Natural language processing
Natural language processing Blog Article
Zack
Natural language processing
Natural language processing (NLP)[50] allows programs to read, write and communicate in human languages such as English. Specific problems include speech recognition, speech synthesis, machine translation, information extraction, information retrieval and question answering.[51]
Early work, based on Noam Chomsky's generative grammar and semantic networks, had difficulty with word-sense disambiguation[f] unless restricted to small domains called "micro-worlds" (due to the common sense knowledge problem[29]). Margaret Masterman believed that it was meaning and not grammar that was the key to understanding languages, and that thesauri and not dictionaries should be the basis of computational language structure.
Modern deep learning techniques for NLP include word embedding (representing words, typically as vectors encoding their meaning),[52] transformers (a deep learning architecture using an attention mechanism),[53] and others.[54] In 2019, generative pre-trained transformer (or "GPT") language models began to generate coherent text,[55][56] and by 2023, these models were able to get human-level scores on the bar exam, SAT test, GRE test, and many other real-world applications.[57]
Perception
Machine perception is the ability to use input from sensors (such as cameras, microphones, wireless signals, active lidar, sonar, radar, and tactile sensors) to deduce aspects of the world. Computer vision is the ability to analyze visual input.[58]
The field includes speech recognition,[59] image classification,[60] facial recognition, object recognition,[61]object tracking,[62] and robotic perception.[63]
Social intelligence
Kismet, a robot head which was made in the 1990s; it is a machine that can recognize and simulate emotions.[64]
Affective computing is a field that comprises systems that recognize, interpret, process, or simulate human feeling, emotion, and mood.[65] For example, some virtual assistants are programmed to speak conversationally or even to banter humorously; it makes them appear more sensitive to the emotional dynamics of human interaction, or to otherwise facilitate human–computer interaction.
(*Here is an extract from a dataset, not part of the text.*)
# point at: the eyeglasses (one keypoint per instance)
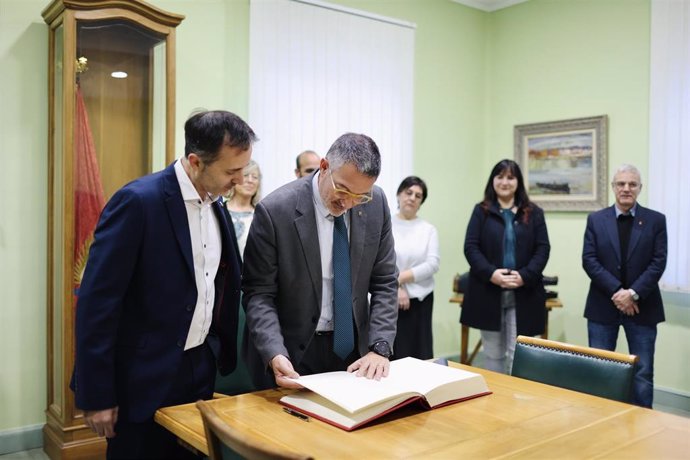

However, this tends to give naïve users an unrealistic conception of the intelligence of existing computer agents.[66] Moderate successes related to affective computing include textual sentiment analysis and, more recently, multimodal sentiment analysis, wherein AI classifies the effects displayed by a videotaped subject.[67]
General intelligence
A machine with artificial general intelligence should be able to solve a wide variety of problems with breadth and versatility similar to human intelligence.[4]